Attala (Simit): “Sono difficili da trattare, con una mortalità che arriva al 26% nella prima revisione, e qualora si sbagli l’approccio iniziale, potrebbe aumentare progressivamente il rischio di mortalità”
Il 2% dei pazienti a cui viene impiantata una protesi contraggono un infezione, nonostante dopo l’intervento si proceda ad una terapia antibiotica almeno per i tre mesi successivi. “Le infezioni protesiche sono centinaia di migliaia ogni anno – dice Letizia Attala, dell’ospedale Santa Maria Annunziata di Firenze, intervenuta al XXII Congresso nazionale della Società italiana di malattie infettive e tropicali (Simit), in corso a Firenze -. Il primo problema è che sono difficili da trattare, con una mortalità che arriva al 26% nella prima revisione, e qualora si sbagli l’approccio iniziale, potrebbe aumentare progressivamente il rischio di mortalità. L’altro aspetto è quello dei patogeni sempre più resistenti, che richiedono terapie antibiotiche complicate o non disponibili”.
“Generalmente l’impianto della protesi e il successivo decorso durano circa tre mesi, sottoponendo così il paziente a una terapia antibiotica di almeno 12 settimane – prosegue Attala – che si aggiungono agli anni pregressi di trattamenti già somministrati. Spesso il paziente viene colonizzato da germi resistenti agli antibiotici che provocano l’infezione anche dopo alcuni anni, come in alcuni casi rilevati nel nostro centro negli ultimi due mesi, in cui abbiamo visto pazienti con infezioni protesiche dovute a Klebsiella Pneumoniae – avverte – Serve pertanto un approccio multidisciplinare che veda lavorare assieme l’infettivologo e il chirurgo ortopedico. Il nostro ospedale, insieme a Savona, Vercelli, e Napoli, è uno dei quattro in Italia ad aver avviato un lavoro concertato per ogni reimpianto protesico. L’altra strada da seguire può essere quella di terapie alternative: in alcuni casi stiamo usando virus batteriofagi, sebbene restino alcuni ostacoli burocratici da superare”.

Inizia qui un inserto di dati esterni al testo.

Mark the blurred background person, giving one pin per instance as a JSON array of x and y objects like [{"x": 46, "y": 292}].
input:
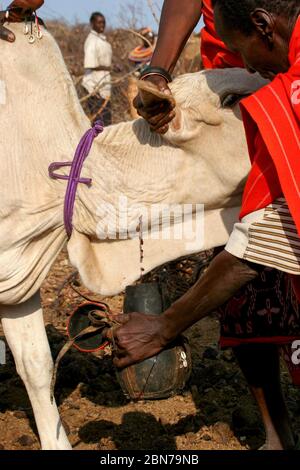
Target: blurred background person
[
  {"x": 140, "y": 57},
  {"x": 97, "y": 67}
]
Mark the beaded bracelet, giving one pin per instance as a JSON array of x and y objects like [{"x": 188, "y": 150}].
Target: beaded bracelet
[{"x": 156, "y": 71}]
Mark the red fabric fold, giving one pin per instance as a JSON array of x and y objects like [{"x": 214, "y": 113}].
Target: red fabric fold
[
  {"x": 215, "y": 54},
  {"x": 272, "y": 123}
]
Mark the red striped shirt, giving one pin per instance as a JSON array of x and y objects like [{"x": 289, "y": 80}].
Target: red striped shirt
[
  {"x": 272, "y": 122},
  {"x": 215, "y": 54}
]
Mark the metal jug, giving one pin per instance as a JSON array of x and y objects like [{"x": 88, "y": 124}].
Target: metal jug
[{"x": 161, "y": 376}]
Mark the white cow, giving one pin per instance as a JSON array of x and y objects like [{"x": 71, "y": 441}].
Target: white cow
[{"x": 202, "y": 159}]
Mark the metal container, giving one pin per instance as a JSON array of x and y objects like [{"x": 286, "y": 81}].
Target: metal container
[{"x": 161, "y": 376}]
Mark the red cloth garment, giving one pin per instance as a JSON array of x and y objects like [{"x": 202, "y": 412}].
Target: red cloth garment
[
  {"x": 215, "y": 54},
  {"x": 272, "y": 123}
]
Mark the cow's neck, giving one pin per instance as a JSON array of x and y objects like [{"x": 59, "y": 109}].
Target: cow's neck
[{"x": 127, "y": 161}]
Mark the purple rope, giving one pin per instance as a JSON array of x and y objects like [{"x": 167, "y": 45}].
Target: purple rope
[{"x": 74, "y": 178}]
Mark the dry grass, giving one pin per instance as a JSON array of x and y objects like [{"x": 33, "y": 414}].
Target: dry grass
[{"x": 71, "y": 41}]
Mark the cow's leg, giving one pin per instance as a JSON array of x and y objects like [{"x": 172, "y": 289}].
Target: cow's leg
[
  {"x": 25, "y": 332},
  {"x": 261, "y": 367}
]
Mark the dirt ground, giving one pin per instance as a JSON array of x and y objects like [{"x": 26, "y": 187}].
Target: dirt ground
[{"x": 216, "y": 410}]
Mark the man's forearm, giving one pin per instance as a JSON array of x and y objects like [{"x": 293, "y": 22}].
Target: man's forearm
[
  {"x": 100, "y": 68},
  {"x": 178, "y": 20},
  {"x": 224, "y": 277}
]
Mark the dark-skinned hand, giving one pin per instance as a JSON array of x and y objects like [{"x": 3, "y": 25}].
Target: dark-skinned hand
[
  {"x": 18, "y": 10},
  {"x": 156, "y": 110},
  {"x": 139, "y": 337}
]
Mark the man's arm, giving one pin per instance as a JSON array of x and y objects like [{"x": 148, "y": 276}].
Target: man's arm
[
  {"x": 18, "y": 9},
  {"x": 142, "y": 336},
  {"x": 178, "y": 20},
  {"x": 100, "y": 68}
]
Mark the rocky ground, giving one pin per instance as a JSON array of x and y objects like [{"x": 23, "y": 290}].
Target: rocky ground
[{"x": 216, "y": 410}]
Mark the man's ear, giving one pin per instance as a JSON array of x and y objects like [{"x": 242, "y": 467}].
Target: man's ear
[{"x": 264, "y": 24}]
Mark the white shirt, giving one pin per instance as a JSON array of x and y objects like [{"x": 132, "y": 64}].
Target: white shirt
[{"x": 97, "y": 52}]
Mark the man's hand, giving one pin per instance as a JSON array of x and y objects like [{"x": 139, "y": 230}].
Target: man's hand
[
  {"x": 140, "y": 337},
  {"x": 157, "y": 111},
  {"x": 18, "y": 10}
]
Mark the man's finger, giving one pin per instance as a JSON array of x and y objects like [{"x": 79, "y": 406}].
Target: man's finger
[
  {"x": 122, "y": 319},
  {"x": 122, "y": 362},
  {"x": 163, "y": 122},
  {"x": 6, "y": 34}
]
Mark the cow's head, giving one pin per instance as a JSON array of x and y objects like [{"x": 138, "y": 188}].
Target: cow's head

L’antibiotico-resistenza è un fenomeno ormai stanziale in Italia, che si associa a un significativo incremento della mortalità in ospedale, a un aumento dei costi di ospedalizzazione e dei farmaci. “La ricerca sta sviluppando nuove molecole, ma l’obiettivo non è quello di preparare nuovi antibiotici – evidenzia Marco Falcone, professore ordinario di Malattie infettive, Università Pisa e segretario Simit -. Si devono prevenire le infezioni con strategie di infection control che ne riducano l’impatto. La Simit è molto impegnata su questo fronte con progetti come Resistimit, che ha permesso di creare una rete per studiare le infezioni dovute a microorganismi antibiotico-resistenti e di identificare i fattori che si associano ad migliore sopravvivenza o ad aumentata mortalità utilizzando anche algoritmi di intelligenza artificiale”.